The analysis is pushed into areas that most economists still approach cautiously by the more recent and provocative extension of Restrepo’s work. In a paper titled We Won’t Be Missed: Work and Growth in the AGI World, he outlines the consequences for an economy in which AI is able to carry out nearly all economically significant tasks. He contends that in that case, people are no longer the economic production bottleneck. The limited resource is processing power. Whoever controls the hardware to run AI systems would drive growth, and labor’s share of total economic income may eventually converge toward zero—not because workers are fired, but rather because the jobs that generate income no longer require them. Restrepo links this scenario to the 2030s, which is closer than most people would think.
Restrepo’s emphasis on a subtlety that is often overlooked in the headlines sets him apart from the more alarmist voices in this discussion. He told a Yale audience recently that “people have the wrong intuition when they say that if AI can do my job for ten dollars an hour, then my wage falls to ten dollars and my life is terrible.” According to him, the crucial factor is what ten dollars can purchase.

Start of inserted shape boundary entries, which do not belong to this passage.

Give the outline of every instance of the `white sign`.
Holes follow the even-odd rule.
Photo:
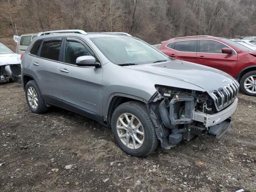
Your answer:
[[[14,40],[15,42],[16,42],[16,43],[18,43],[19,42],[19,40],[20,40],[20,36],[18,36],[17,35],[14,35],[13,40]]]

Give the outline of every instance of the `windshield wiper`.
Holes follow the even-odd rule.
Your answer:
[[[155,61],[154,62],[153,62],[153,63],[159,63],[159,62],[164,62],[165,61],[167,61],[167,60],[159,60],[159,61]]]
[[[129,66],[129,65],[137,65],[138,64],[135,64],[135,63],[124,63],[123,64],[118,64],[117,65],[119,66]]]

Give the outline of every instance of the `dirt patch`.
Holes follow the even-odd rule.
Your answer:
[[[0,191],[256,191],[256,98],[239,94],[220,140],[201,136],[136,158],[109,128],[58,108],[33,114],[16,83],[0,90]]]

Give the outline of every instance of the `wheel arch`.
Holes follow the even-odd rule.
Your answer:
[[[136,101],[148,103],[148,101],[142,98],[137,96],[121,93],[113,94],[109,100],[106,110],[106,115],[104,116],[104,120],[109,124],[111,124],[112,115],[115,109],[120,104],[131,101]]]
[[[256,70],[256,65],[248,66],[243,69],[236,77],[236,79],[240,83],[242,77],[246,73],[250,71]]]
[[[26,86],[28,83],[28,82],[32,80],[35,80],[34,77],[32,75],[30,74],[24,74],[22,75],[22,88],[23,90],[25,90],[25,88],[26,88]]]

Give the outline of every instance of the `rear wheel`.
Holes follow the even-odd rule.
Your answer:
[[[111,127],[118,144],[130,155],[144,157],[158,146],[155,127],[142,103],[131,101],[118,106],[112,116]]]
[[[36,81],[29,81],[25,89],[26,98],[29,108],[35,113],[42,113],[48,109]]]
[[[256,71],[250,71],[242,77],[240,88],[245,94],[256,96]]]

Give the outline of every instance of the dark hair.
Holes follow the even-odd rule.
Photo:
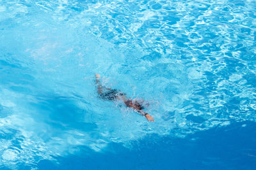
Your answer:
[[[134,105],[140,108],[140,110],[143,110],[144,107],[141,106],[138,101],[135,101]]]

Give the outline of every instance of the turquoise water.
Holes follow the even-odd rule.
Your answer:
[[[255,169],[255,1],[1,0],[0,167]]]

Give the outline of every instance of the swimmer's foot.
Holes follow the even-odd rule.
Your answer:
[[[148,114],[146,114],[145,115],[145,117],[147,118],[147,119],[148,120],[148,121],[151,121],[151,122],[154,122],[155,120],[154,120],[154,118],[149,115]]]
[[[99,79],[100,79],[100,75],[99,74],[95,73],[95,77],[96,77],[97,79],[99,80]]]

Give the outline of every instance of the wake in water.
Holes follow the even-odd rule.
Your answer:
[[[116,89],[111,89],[102,86],[99,80],[100,78],[99,74],[96,73],[95,77],[97,92],[102,99],[109,101],[119,100],[123,101],[127,107],[133,108],[141,116],[145,117],[148,121],[154,121],[153,118],[148,113],[143,111],[144,107],[142,105],[144,103],[143,101],[137,101],[136,99],[127,99],[125,94],[120,92]]]

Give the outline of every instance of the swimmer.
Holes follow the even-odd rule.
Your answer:
[[[100,98],[108,101],[121,100],[125,104],[127,107],[133,108],[141,115],[145,117],[148,121],[154,121],[148,113],[143,110],[144,108],[137,101],[131,99],[127,99],[125,93],[121,92],[116,89],[111,89],[102,86],[99,80],[100,74],[95,73],[95,77],[97,90]]]

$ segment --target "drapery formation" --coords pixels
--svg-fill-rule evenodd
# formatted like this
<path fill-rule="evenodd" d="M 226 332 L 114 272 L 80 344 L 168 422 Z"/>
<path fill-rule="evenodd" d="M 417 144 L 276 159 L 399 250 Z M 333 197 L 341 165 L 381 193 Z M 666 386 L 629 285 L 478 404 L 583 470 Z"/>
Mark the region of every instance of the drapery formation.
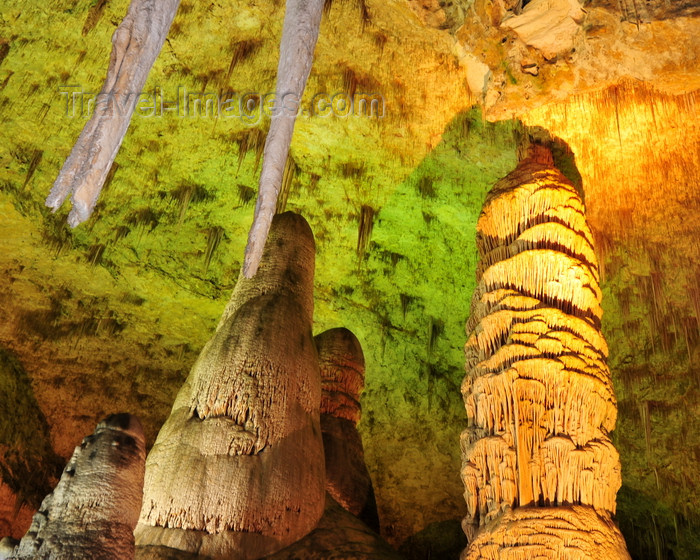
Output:
<path fill-rule="evenodd" d="M 463 558 L 629 558 L 612 522 L 617 414 L 598 267 L 576 188 L 530 146 L 477 224 L 467 324 Z"/>

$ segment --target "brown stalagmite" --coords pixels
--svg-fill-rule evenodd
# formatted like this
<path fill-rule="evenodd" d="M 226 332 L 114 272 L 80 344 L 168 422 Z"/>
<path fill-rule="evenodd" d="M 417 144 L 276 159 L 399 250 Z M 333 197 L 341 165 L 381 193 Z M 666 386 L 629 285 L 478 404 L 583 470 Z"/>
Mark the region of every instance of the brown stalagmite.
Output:
<path fill-rule="evenodd" d="M 90 217 L 117 157 L 148 73 L 160 53 L 180 0 L 131 0 L 112 36 L 112 54 L 95 112 L 63 164 L 46 206 L 54 212 L 71 196 L 68 223 Z M 72 92 L 71 92 L 72 93 Z"/>
<path fill-rule="evenodd" d="M 11 560 L 125 560 L 134 557 L 145 438 L 130 414 L 100 422 L 71 457 Z"/>
<path fill-rule="evenodd" d="M 341 506 L 379 532 L 372 479 L 365 465 L 360 393 L 365 357 L 357 337 L 345 328 L 314 337 L 321 366 L 321 431 L 326 455 L 326 490 Z"/>
<path fill-rule="evenodd" d="M 137 558 L 159 547 L 260 558 L 316 526 L 325 473 L 314 254 L 301 216 L 275 216 L 258 274 L 239 279 L 148 456 Z"/>
<path fill-rule="evenodd" d="M 487 196 L 467 324 L 464 560 L 627 559 L 617 403 L 585 208 L 548 148 Z"/>

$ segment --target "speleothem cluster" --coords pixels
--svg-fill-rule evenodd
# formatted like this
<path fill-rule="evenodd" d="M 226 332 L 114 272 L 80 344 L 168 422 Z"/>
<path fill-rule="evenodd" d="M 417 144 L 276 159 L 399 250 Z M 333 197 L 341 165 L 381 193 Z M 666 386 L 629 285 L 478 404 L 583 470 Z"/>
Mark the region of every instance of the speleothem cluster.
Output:
<path fill-rule="evenodd" d="M 326 457 L 326 491 L 346 510 L 379 532 L 372 479 L 365 465 L 360 394 L 365 385 L 362 346 L 345 328 L 314 337 L 321 366 L 321 431 Z"/>
<path fill-rule="evenodd" d="M 314 255 L 306 221 L 276 216 L 257 275 L 239 279 L 148 456 L 139 547 L 259 558 L 321 518 Z"/>
<path fill-rule="evenodd" d="M 532 144 L 477 224 L 467 324 L 463 558 L 629 558 L 601 292 L 577 189 Z"/>
<path fill-rule="evenodd" d="M 75 448 L 11 560 L 125 560 L 134 557 L 146 443 L 141 423 L 114 414 Z"/>

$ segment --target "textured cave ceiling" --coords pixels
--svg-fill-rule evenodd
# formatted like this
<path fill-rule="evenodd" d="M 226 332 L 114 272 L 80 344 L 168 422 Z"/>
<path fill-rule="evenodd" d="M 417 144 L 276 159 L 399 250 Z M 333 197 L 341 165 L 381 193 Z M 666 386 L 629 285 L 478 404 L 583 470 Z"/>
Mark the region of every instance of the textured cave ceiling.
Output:
<path fill-rule="evenodd" d="M 26 529 L 106 414 L 138 414 L 153 442 L 225 306 L 252 220 L 269 121 L 259 110 L 145 110 L 87 223 L 71 230 L 67 208 L 43 206 L 85 124 L 66 115 L 61 88 L 99 90 L 127 4 L 0 3 L 0 536 Z M 515 166 L 514 133 L 549 130 L 575 156 L 560 164 L 583 184 L 604 272 L 618 520 L 636 558 L 695 558 L 700 8 L 584 2 L 545 58 L 500 25 L 518 4 L 329 3 L 305 106 L 371 91 L 385 115 L 297 121 L 284 206 L 316 236 L 314 331 L 345 326 L 363 344 L 360 430 L 385 536 L 398 545 L 459 519 L 474 227 Z M 183 0 L 146 90 L 166 101 L 178 88 L 273 91 L 283 9 Z M 14 495 L 27 505 L 10 523 Z M 441 527 L 424 531 L 432 546 Z"/>

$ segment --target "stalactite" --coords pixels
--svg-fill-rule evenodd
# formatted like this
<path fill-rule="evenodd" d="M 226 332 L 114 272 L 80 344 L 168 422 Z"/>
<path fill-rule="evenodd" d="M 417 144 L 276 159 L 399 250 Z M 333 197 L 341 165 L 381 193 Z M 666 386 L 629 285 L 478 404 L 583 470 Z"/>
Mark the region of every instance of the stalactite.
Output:
<path fill-rule="evenodd" d="M 56 211 L 72 195 L 71 227 L 87 220 L 95 207 L 179 4 L 180 0 L 132 0 L 112 36 L 107 78 L 95 112 L 46 199 L 46 206 Z"/>
<path fill-rule="evenodd" d="M 304 95 L 318 39 L 324 0 L 287 0 L 280 42 L 280 58 L 275 88 L 276 110 L 265 139 L 255 217 L 248 234 L 243 274 L 252 278 L 258 269 L 294 132 L 298 105 Z"/>
<path fill-rule="evenodd" d="M 314 337 L 321 369 L 321 431 L 326 456 L 326 491 L 345 509 L 379 532 L 372 479 L 365 465 L 360 394 L 365 358 L 360 341 L 338 328 Z"/>
<path fill-rule="evenodd" d="M 611 521 L 617 407 L 592 235 L 548 149 L 530 145 L 493 187 L 477 248 L 462 384 L 463 558 L 629 558 Z"/>
<path fill-rule="evenodd" d="M 100 422 L 66 465 L 10 560 L 124 560 L 143 490 L 145 437 L 129 414 Z"/>
<path fill-rule="evenodd" d="M 168 547 L 251 560 L 320 519 L 314 251 L 303 218 L 274 218 L 259 273 L 239 278 L 148 456 L 137 558 Z"/>

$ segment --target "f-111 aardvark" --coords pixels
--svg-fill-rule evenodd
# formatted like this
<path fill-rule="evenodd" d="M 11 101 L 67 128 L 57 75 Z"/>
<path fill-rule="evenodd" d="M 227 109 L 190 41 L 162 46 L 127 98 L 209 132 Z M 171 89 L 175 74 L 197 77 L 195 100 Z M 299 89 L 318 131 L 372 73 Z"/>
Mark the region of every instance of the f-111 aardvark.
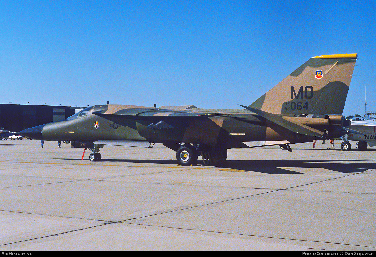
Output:
<path fill-rule="evenodd" d="M 20 133 L 72 141 L 72 147 L 89 149 L 93 161 L 101 159 L 103 145 L 162 143 L 176 152 L 182 165 L 196 164 L 199 153 L 212 162 L 223 161 L 230 148 L 279 145 L 291 151 L 290 144 L 347 133 L 342 114 L 357 57 L 312 57 L 252 104 L 241 105 L 244 109 L 99 104 Z"/>

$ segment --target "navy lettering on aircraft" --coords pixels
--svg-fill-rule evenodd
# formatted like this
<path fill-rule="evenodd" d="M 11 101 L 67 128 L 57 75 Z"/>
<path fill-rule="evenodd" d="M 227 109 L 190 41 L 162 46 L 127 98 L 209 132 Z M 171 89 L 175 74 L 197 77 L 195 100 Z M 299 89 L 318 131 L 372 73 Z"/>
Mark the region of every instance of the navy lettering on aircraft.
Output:
<path fill-rule="evenodd" d="M 110 127 L 114 128 L 114 129 L 117 129 L 119 127 L 121 127 L 121 125 L 120 124 L 118 124 L 116 122 L 114 122 L 113 123 L 111 123 L 110 124 Z"/>
<path fill-rule="evenodd" d="M 294 88 L 293 86 L 291 86 L 291 99 L 296 99 L 299 98 L 299 96 L 300 99 L 303 98 L 303 86 L 301 86 L 299 91 L 298 91 L 297 94 L 296 94 L 295 89 Z M 313 88 L 312 86 L 307 86 L 304 88 L 304 97 L 306 99 L 310 99 L 313 96 Z"/>

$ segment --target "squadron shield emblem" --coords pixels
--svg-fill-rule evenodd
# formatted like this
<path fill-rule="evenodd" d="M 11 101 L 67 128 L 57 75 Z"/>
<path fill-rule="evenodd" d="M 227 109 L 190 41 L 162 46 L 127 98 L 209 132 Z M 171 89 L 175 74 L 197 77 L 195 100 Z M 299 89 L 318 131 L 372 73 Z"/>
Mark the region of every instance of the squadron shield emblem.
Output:
<path fill-rule="evenodd" d="M 315 77 L 317 79 L 320 79 L 321 78 L 323 77 L 323 71 L 316 71 L 316 75 L 315 76 Z"/>

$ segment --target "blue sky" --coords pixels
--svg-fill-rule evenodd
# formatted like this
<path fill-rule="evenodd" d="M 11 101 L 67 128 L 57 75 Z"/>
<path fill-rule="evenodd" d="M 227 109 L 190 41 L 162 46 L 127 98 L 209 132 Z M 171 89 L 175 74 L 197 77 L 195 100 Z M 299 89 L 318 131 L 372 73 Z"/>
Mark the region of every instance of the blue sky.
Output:
<path fill-rule="evenodd" d="M 1 1 L 0 103 L 248 106 L 310 57 L 358 53 L 343 114 L 376 111 L 370 1 Z"/>

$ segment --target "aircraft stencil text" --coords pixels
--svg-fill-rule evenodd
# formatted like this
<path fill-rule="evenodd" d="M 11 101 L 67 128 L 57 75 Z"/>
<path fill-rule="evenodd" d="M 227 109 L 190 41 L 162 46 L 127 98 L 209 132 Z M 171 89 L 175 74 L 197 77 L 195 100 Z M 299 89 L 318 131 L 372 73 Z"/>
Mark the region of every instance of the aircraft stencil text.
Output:
<path fill-rule="evenodd" d="M 303 86 L 301 86 L 298 94 L 296 94 L 294 86 L 291 86 L 291 99 L 293 99 L 295 96 L 296 99 L 299 98 L 300 96 L 300 99 L 303 98 Z M 307 99 L 310 99 L 313 96 L 313 88 L 312 86 L 307 86 L 304 88 L 304 97 Z"/>

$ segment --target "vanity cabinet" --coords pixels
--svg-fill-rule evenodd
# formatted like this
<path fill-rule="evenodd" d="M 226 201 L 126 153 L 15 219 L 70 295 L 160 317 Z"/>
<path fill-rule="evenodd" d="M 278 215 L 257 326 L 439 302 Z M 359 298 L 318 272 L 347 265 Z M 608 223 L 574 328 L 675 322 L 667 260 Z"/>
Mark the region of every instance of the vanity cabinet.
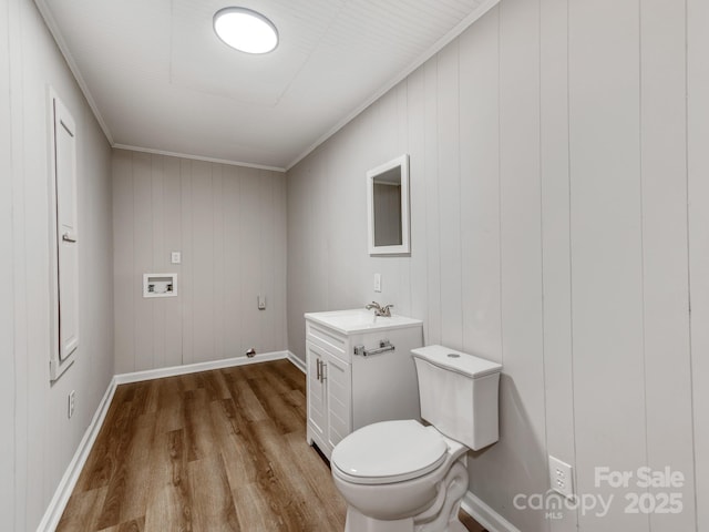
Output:
<path fill-rule="evenodd" d="M 371 354 L 387 341 L 393 349 Z M 360 427 L 419 419 L 411 349 L 422 345 L 422 323 L 413 318 L 374 318 L 363 310 L 306 314 L 308 443 L 329 459 Z"/>

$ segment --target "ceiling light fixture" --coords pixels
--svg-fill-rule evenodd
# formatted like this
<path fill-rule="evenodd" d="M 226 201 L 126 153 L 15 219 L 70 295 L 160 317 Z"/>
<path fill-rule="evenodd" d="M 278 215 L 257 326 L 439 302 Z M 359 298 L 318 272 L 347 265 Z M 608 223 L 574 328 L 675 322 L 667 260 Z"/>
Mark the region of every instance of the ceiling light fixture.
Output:
<path fill-rule="evenodd" d="M 229 47 L 247 53 L 268 53 L 278 45 L 274 23 L 254 10 L 224 8 L 214 14 L 214 31 Z"/>

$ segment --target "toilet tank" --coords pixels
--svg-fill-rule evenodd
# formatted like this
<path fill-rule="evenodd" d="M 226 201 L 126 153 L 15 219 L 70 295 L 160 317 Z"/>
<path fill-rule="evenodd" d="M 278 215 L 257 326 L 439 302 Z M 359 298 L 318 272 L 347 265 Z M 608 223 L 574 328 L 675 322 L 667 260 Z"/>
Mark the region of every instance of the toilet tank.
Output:
<path fill-rule="evenodd" d="M 411 354 L 421 418 L 473 450 L 497 441 L 502 366 L 443 346 L 421 347 Z"/>

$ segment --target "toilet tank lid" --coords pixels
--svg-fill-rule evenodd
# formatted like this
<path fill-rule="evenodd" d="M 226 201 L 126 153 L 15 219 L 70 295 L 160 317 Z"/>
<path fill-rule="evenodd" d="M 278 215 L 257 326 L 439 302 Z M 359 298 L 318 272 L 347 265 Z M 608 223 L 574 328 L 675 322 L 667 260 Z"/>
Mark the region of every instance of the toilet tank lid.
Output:
<path fill-rule="evenodd" d="M 466 375 L 473 379 L 486 375 L 499 374 L 502 366 L 484 358 L 458 351 L 444 346 L 427 346 L 411 350 L 412 355 L 458 374 Z"/>

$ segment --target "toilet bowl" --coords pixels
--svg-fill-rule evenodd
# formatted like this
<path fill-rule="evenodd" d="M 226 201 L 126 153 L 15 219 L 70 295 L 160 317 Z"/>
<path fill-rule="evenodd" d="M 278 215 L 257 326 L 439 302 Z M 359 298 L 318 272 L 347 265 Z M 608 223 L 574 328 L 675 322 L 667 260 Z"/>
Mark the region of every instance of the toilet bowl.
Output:
<path fill-rule="evenodd" d="M 469 449 L 497 441 L 502 366 L 442 346 L 412 351 L 421 416 L 362 427 L 340 441 L 332 480 L 346 532 L 465 532 Z"/>
<path fill-rule="evenodd" d="M 464 531 L 467 448 L 415 420 L 370 424 L 333 450 L 347 532 Z"/>

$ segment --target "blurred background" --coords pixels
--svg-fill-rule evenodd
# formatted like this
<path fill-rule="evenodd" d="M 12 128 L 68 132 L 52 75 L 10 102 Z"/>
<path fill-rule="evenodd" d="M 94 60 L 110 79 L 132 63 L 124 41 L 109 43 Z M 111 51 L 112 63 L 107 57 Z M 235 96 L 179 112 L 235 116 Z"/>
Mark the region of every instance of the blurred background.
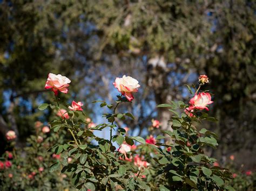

Workers with lower nominal dollar incomes may still be able to maintain or increase their purchasing power if AI lowers the cost of goods and services in a wide enough range of industries, such as research, healthcare, education, and transportation. A straight-line wage collapse is not the same as a world where AI competes your salary down while also lowering the cost of rent, groceries, and childcare. In his more pessimistic scenario, AI only impacts specific job categories while prices in other sectors of the economy stay the same. In this scenario, displaced workers bear the full brunt of the pressure on their wages to decline without any compensation.
Which of those outcomes will happen is still unknown. Together, the research from MIT, the Budget Lab at Yale, and Restrepo’s own work indicates that the shift is already taking place—not waiting for AGI or the next generation of language models, but happening right now through task-level automation that is gradually repricing the most codifiable aspects of knowledge work. The youngest workers are the ones who are most affected because they are entering a job market that offers them more uncertainty and fewer starting points than any other cohort since the 2008 financial crisis. The economist who gave this mechanism its most accurate name in 2023 is seeing it manifest in the data, and the predictions he made about it are starting to uncomfortably appear to be accurate.